Published in final edited form as: Pancreas. 2022 Feb 1;51(2):190–195. doi: 10.1097/MPA.0000000000001998

HDAC4 Mediates Smoking-Induced Pancreatic Cancer Metastasis

Jiyong Yang 1,2, Chintan Chheda 2, Adrian Lim 2, Dina Hauptschein 2, Latifa Zayou 2, Josiah Tang 2, Stephen J Pandol 2, Mouad Edderkaoui 2
PMCID: PMC9004243  NIHMSID: NIHMS1782100  PMID: 35404896

Abstract

Objectives:

Cigarette smoking is an established risk factor for pancreatic ductal adenocarcinoma (PDAC). In this project we investigated the effect of smoking and the role of histone deacetylase 4 (HDAC4) in PDAC invasion and metastasis.

Methods:

Cells were treated with 4-(methylnitro-s-amino)-1-(3-pyridyl)-1-butanone (NNK) and cigarette smoke extract (CSE) and the mRNA levels of HDACs were measured by real-time polymerase chain reaction. Invasion was measured using the Matrigel Invasion Assay. Syngeneic PDAC mice were treated with NNK and metastasis measured. Human PDAC primary and metastatic tissues were analyzed by immunohistochemistry.

Results:

Levels of HDAC4 mRNA were increased by smoking. Smoking compounds significantly promoted invasion of cancer cells and promoted metastasis of PDAC cells to different organs including the liver and the lung, whereas inhibition of HDAC4 prevented this effect. The effect of HDAC4 inhibition on preventing smoking-induced metastasis was greater in the liver compared to the lung. We found that HDAC4 is highly expressed in primary and metastatic PDAC tumors.

Conclusions:

We found that HDAC4 is the only HDAC induced by smoking among all HDACs analyzed. We found that smoking promotes invasion and metastasis of PDAC cells through a mechanism that involves HDAC4 and that HDAC4 is a promising target for preventing PDAC metastasis.

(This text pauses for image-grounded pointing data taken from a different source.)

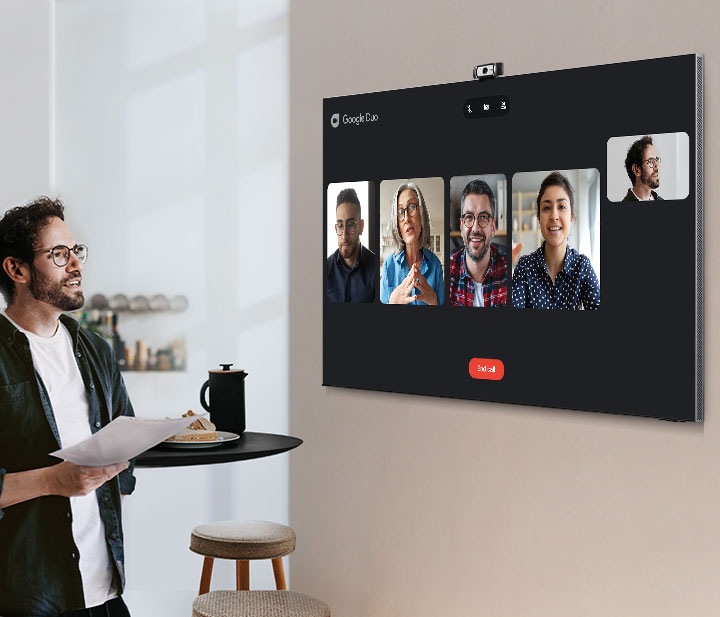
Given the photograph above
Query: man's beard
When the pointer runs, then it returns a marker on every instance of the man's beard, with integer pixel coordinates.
(348, 250)
(480, 254)
(53, 293)
(648, 180)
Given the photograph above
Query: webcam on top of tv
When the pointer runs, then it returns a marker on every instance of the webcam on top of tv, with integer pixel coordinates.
(486, 71)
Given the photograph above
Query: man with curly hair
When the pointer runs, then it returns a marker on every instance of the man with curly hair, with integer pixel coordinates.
(61, 541)
(642, 165)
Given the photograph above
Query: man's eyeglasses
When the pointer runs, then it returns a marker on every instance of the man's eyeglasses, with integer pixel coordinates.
(61, 253)
(410, 210)
(350, 226)
(483, 219)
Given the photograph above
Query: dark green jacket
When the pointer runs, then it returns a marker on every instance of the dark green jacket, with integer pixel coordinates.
(39, 572)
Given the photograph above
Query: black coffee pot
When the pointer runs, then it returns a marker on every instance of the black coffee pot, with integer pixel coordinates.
(227, 398)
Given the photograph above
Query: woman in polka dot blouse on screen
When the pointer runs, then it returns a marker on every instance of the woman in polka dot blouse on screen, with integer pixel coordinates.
(555, 276)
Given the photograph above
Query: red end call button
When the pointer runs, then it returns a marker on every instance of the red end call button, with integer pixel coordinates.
(486, 368)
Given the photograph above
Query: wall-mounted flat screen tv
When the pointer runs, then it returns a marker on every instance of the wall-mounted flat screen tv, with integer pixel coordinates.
(533, 239)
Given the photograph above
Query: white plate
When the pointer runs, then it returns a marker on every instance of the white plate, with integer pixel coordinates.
(223, 437)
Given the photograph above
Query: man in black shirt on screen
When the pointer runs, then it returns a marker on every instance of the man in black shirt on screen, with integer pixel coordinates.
(351, 268)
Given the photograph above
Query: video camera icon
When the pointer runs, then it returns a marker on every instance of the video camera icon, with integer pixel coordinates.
(486, 107)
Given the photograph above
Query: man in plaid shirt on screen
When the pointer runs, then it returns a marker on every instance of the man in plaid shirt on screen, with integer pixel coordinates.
(478, 271)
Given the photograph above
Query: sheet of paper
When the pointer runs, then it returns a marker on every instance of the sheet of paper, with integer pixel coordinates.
(124, 438)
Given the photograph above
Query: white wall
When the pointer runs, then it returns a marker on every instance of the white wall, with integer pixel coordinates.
(26, 137)
(172, 161)
(417, 507)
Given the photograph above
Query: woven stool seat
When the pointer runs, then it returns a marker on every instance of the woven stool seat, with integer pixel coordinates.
(258, 604)
(242, 541)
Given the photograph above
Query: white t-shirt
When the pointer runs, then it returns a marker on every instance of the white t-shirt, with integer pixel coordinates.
(54, 360)
(478, 299)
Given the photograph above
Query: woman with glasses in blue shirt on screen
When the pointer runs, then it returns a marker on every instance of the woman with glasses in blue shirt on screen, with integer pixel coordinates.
(555, 276)
(412, 274)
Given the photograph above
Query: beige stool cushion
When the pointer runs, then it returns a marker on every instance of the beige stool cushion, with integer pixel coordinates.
(242, 540)
(258, 604)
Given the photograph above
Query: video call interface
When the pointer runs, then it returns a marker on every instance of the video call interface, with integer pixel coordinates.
(532, 239)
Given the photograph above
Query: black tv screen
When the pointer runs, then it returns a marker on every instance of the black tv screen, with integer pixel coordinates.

Keywords: pancreatic cancer, HDAC4, metastasis

Introduction

Pancreatic ductal adenocarcinoma (PDAC) is an aggressive disease with limited effective therapies.1,2 Approximately 55,440 people were diagnosed with PDAC in 2018 and about 44,330 patients died from the disease in the US alone.3

The five-year survival rate for PDAC patients is estimated at 7%, making it the third most common cancer-related cause of death in the US even though it is twelfth in incidence.2,4 A major reason for this devastating outcome is the high metastatic rate of the disease combined with a lack of effective strategies for early detection and treatment of metastasis. Nearly 80% of the diagnosed patients have regional or distal metastasis. At autopsy, it was found that over 80% of PDAC patients have liver metastasis and nearly 45% have lung metastasis.5

Smoking, alcoholism, diabetes and obesity play major roles in the promotion of PDAC.68 However, little is known about how these risk factors promote the disease, especially metastasis. Cigarette smoking is an established major risk factor for PDAC.9,10 It increases the risk of PDAC up to 6-fold dependent on the intensity and the duration of smoking.1012 Smoking promotes metastasis in multiple cancers13,14 and speeds up pancreatic cancer development and progression,15,16 including liver and lung metastases. The reason for certain tumor types to metastasize to the liver and the lung at the early stage of the disease is poorly understood.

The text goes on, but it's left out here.